Bechtel National's involvement in the Aberdeen project marks the latest in a series of Defense Department assignments in which the company has been assisting the governments of both the U.S. and the former Soviet Union in their efforts to dismantle a broad inventory of chemical weapons that both countries built up during the Cold War period.

Currently, the company also is constructing the Anniston Chemical Agent Disposal Facility in Alabama, a $300 million installation that is designed to destroy 2,000 tons of chemical agent stored onsite. In addition, BNI is dismantling 130 intercontinental ballistic missile (ICBM) launch silos as part of the Cooperative Threat Reduction (CTR) agreements reached by the U.S. and former Soviet Union governments under terms of the Strategic Arms Reduction Talks (START 1) Treaty. In a related assignment, the company also is building the Fissile Material Storage Facility, a $400 million complex in the South Urals region of Russia that will eventually provide safe storage for 25,000 canisters of fissile material that was formally contained in the Soviet nuclear arsenal.

FACT SHEET

Bechtel Profile

Bechtel National, the government contracting arm of Bechtel Group, Inc., has more than 6,000 personnel currently working on more than 75 active projects in 36 states and 11 countries that generate more than $1 billion of revenue annually. The company is ranked at the top of Engineering News-Record magazine's list of the "Top 200" environmental firms in the U.S.

Bechtel Group has provided engineering, construction, and related management services to customers in some 140 nations on all seven continents. Bechtel had revenues of $11.3 billion in 1997.

Bechtel Quotes

"The Aberdeen project is nationally important, extremely challenging, and a formidable assignment. It also represents the type of job that Bechtel, as prime contractor, has historically completed--large, difficult projects that make lasting contributions to our nation and the world," said Bechtel National President Lee A. McIntire.

"As we take on this important and difficult task, our focus will be on both safety and effectively destroying the chemical agent, while at the same time protecting the environment," said Project Manager Van Prooyen.

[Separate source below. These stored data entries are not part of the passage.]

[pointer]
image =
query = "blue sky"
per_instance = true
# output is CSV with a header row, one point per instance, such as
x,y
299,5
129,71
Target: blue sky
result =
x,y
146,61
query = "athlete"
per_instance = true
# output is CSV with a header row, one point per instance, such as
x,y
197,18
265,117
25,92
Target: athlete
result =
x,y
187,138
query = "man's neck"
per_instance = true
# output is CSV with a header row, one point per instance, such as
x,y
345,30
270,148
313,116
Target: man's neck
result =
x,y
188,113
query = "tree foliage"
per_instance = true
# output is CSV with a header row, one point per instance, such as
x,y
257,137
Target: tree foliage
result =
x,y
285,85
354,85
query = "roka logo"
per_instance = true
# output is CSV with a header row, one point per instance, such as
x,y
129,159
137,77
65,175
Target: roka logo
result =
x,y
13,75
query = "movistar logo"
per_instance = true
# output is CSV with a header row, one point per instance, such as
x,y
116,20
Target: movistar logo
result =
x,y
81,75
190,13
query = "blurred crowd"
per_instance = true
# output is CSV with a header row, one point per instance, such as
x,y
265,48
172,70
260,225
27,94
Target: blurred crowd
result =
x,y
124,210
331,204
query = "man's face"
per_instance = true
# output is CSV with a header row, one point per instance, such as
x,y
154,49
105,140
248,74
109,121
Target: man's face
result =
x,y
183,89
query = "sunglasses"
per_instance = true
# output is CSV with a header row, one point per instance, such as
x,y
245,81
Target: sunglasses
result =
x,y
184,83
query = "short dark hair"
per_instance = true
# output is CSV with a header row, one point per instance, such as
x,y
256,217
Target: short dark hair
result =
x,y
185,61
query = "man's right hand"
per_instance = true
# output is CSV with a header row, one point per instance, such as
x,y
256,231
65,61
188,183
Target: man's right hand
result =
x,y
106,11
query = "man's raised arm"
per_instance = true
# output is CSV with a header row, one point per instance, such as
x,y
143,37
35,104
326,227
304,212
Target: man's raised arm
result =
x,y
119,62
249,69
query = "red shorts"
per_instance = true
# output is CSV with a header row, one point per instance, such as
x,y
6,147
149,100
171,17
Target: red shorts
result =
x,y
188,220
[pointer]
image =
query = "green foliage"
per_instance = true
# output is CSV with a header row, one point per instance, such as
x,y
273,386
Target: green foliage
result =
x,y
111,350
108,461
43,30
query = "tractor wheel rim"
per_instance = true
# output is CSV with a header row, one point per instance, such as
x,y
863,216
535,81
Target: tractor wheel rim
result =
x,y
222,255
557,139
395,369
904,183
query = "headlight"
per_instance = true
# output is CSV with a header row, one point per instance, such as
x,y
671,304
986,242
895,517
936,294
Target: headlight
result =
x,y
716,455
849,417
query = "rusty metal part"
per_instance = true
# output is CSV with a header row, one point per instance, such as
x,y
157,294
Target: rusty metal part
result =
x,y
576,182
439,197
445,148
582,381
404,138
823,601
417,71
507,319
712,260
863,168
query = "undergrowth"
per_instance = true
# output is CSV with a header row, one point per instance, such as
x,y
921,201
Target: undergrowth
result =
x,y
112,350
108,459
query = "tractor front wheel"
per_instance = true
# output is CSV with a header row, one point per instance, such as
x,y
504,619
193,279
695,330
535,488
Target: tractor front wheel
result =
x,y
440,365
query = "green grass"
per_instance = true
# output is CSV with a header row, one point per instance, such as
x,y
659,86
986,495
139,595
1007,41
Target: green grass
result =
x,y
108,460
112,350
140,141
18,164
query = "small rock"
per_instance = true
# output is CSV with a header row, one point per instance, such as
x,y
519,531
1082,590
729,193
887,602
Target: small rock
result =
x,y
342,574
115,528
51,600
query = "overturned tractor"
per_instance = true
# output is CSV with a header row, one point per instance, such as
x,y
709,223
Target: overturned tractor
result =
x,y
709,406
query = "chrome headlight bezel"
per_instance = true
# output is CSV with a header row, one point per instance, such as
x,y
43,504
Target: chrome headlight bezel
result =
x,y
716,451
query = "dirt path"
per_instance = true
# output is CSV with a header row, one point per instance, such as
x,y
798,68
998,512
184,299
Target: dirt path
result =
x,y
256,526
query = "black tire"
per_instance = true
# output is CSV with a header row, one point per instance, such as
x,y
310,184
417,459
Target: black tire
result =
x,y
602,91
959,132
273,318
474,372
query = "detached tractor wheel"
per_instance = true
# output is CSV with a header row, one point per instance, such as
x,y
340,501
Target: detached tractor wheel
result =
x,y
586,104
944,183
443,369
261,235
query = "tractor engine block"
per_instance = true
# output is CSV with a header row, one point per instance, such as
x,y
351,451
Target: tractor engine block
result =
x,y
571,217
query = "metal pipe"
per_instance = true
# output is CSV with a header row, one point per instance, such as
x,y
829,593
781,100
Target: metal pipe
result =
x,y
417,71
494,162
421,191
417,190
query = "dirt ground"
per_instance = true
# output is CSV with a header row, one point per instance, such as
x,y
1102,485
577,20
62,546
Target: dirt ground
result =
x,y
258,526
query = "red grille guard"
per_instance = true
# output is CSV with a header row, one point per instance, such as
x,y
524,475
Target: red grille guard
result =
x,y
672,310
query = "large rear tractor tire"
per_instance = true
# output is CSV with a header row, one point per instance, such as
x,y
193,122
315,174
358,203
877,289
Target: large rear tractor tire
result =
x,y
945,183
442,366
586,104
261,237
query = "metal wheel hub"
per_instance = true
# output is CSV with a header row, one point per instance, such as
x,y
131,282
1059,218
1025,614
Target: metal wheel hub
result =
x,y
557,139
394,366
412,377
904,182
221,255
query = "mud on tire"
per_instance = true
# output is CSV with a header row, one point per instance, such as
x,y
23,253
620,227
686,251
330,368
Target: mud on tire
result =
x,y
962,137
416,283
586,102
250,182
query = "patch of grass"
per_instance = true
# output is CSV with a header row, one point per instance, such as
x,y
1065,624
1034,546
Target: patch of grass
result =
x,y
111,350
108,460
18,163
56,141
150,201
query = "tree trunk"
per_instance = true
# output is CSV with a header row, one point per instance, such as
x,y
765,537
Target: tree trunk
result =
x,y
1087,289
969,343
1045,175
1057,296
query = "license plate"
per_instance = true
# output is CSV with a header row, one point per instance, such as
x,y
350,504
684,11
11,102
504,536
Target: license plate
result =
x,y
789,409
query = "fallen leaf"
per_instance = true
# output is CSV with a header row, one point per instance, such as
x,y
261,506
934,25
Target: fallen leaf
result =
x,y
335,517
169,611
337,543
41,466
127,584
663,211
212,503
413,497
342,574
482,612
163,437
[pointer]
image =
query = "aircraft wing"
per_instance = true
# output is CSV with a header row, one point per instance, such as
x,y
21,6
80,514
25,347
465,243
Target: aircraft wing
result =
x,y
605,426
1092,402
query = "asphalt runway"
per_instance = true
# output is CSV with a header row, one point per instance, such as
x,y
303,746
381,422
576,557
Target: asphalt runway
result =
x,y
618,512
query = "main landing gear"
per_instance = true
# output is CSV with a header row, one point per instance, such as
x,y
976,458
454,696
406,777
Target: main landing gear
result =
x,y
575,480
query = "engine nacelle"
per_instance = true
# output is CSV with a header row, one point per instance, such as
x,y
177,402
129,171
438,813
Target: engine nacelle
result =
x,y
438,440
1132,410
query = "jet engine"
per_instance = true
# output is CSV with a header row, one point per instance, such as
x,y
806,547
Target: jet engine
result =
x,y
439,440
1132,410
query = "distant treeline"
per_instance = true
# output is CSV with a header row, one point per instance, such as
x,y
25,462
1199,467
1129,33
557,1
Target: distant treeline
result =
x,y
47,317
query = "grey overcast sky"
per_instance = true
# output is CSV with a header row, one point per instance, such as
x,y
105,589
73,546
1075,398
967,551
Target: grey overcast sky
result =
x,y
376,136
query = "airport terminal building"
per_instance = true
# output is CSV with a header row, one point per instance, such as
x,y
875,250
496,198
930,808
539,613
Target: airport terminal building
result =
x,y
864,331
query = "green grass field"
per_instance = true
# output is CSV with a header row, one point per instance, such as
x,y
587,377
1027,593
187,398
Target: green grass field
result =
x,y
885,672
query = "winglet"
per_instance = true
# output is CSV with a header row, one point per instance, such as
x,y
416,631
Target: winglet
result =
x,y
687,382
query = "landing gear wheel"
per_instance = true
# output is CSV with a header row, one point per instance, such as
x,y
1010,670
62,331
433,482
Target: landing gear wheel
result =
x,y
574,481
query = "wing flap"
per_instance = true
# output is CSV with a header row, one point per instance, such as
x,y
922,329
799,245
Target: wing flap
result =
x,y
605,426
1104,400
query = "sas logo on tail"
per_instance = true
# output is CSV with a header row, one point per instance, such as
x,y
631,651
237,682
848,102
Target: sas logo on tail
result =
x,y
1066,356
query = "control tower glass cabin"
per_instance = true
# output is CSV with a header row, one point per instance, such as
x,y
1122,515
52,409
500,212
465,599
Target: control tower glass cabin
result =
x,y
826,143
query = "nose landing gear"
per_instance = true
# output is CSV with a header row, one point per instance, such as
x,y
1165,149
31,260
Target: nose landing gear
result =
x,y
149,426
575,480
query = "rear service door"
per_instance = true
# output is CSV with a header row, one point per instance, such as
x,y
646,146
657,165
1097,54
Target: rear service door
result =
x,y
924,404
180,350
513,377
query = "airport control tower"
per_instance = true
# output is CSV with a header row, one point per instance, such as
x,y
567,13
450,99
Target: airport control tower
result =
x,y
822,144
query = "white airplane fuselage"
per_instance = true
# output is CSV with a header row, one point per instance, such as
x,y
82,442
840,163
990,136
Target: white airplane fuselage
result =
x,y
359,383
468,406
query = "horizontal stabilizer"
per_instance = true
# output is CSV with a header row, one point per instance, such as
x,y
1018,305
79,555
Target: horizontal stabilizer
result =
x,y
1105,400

Bechtel Work History in Weapons Destruction

In addition to its work at Aberdeen and Anniston in the U.S., Bechtel in recent years has been involved in providing project and construction management services for several additional assignments in Russia, Ukraine, Belarus, and Kazakhstan, all of which are part of the Cooperative Threat Reduction (CTR) agreement. The CTR program is a Department of Defense effort to assist former nations of the Soviet Union to either eliminate or to safely and securely store a broad inventory of nuclear and chemical weapons of mass destruction that was built up during the Cold War period.

The total value of these projects is more than $600 million. Among the more noteworthy are: Destruction of 176 intercontinental ballistic missile (ICBM) launch silos and 20 launch control centers scattered throughout Ukraine, an effort that is costing more than $100 million. The drawing up of a comprehensive plan for the destruction of Russia's stockpile of chemical weapons, as well as a joint U.S.-Russian test of the destruction process itself. Included is the renovation of a Russian laboratory to meet U.S. standards. Total project cost: more than $20 million. A $14 million assignment to provide enhanced safety and security systems for a stockpile of nuclear weapons the Russian government has stored at 50 sites across the former Soviet Union. Providing permitting, design, procurement, and construction services for the construction of a facility near the Russian city of Votkinsk that will destroy 916 solid rocket motors and 319 missile canisters.